When a sound is generated by a source within a room, there are two ways that the sound reaches the receiver, and the sound that is heard by the receiver is a combination of the two.  The sound reaches the receiver by both a direct path and a path caused by reflections on one or more surfaces of the room.  The various sound paths within a room can be shown as a ray trace as shown in Figure 1.  The time it takes for the sound to reach the receiver depends on the length of the path the sound takes.  The longer the path of the sound, the longer the time it takes to reach the receiver.  Thus, it is apparent that the sound taking the direct path reaches the receiver before any of those which are reflected.  In the same way, sounds that are reflected off several surfaces take longer in reaching the receiver than those which only go through one reflection.

Figure 1  Sound paths in a room.

            The direction at which the sound reaches a receiver also affects the perception of a sound.  Lateral reflections or reflections that reach the receiver from the side help in giving the sound a spatial characteristic.  Whereas rear reflections, or reflections that reach the receiver from behind, tend to confuse the listener especially if there is a long delay.  In larger rooms, the number of reflecting surfaces and their longer propagation times, greatly affect the perception of a sound within the room.

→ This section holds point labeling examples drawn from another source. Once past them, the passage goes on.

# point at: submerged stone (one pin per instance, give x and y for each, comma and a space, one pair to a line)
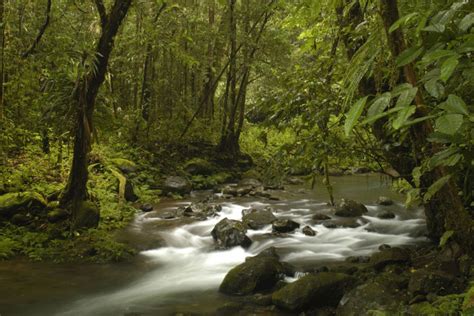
257, 273
350, 208
284, 225
230, 233
322, 289
257, 218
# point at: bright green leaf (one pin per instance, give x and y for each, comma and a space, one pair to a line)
435, 88
403, 117
406, 97
435, 187
402, 21
408, 56
466, 22
448, 67
379, 105
354, 114
449, 123
455, 105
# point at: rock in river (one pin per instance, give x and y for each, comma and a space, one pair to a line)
284, 225
314, 290
174, 184
350, 208
230, 233
258, 218
257, 273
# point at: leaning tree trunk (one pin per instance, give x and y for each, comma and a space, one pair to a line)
445, 211
85, 94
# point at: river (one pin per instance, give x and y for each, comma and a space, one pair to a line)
178, 269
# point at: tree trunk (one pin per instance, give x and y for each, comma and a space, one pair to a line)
445, 211
2, 54
85, 95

            When a sound pulse is generated in a quiet room, the perceived duration of the pulse may be longer than the pulse's actual duration.  This is due to the delayed arrival of the reflected sounds.  The time difference between the end of the actual pulse and the end of the perceived pulse is called the decay time.

             Reverberation is defined as the persistence of sound due to repeated boundary reflections after the source of sound has stopped.  This phenomenon should not be mistaken for an echo, in which distinct repetitions of a sound can be heard.  A room's reverberation time, also called T60, is the time in seconds that is required for the sound level to decay by 60 dB after a sound source is abruptly turned off.  The principal acoustical design factor for a room is its reverberation time.  The reverberation time of a room depends on the volume of the room and the absorptive characteristics of the surfaces in the room.  Excessive reverberation gives the perception of "boominess", or makes the room sound "live."  Although this is favorable for musical performances, it reduces the intelligibility of speech by causing phrases and syllables to overlap and thus confuse the listener.  A lack of reverberation time results in the room sounding "flat" or "dead."

            The optimum reverberation time for a particular usage of a given space is determined by consulting a chart such as that of Figure 2.  The chart contains plots of reverberation time at 500 Hz as a function of the volume of a given space for various classes of usage.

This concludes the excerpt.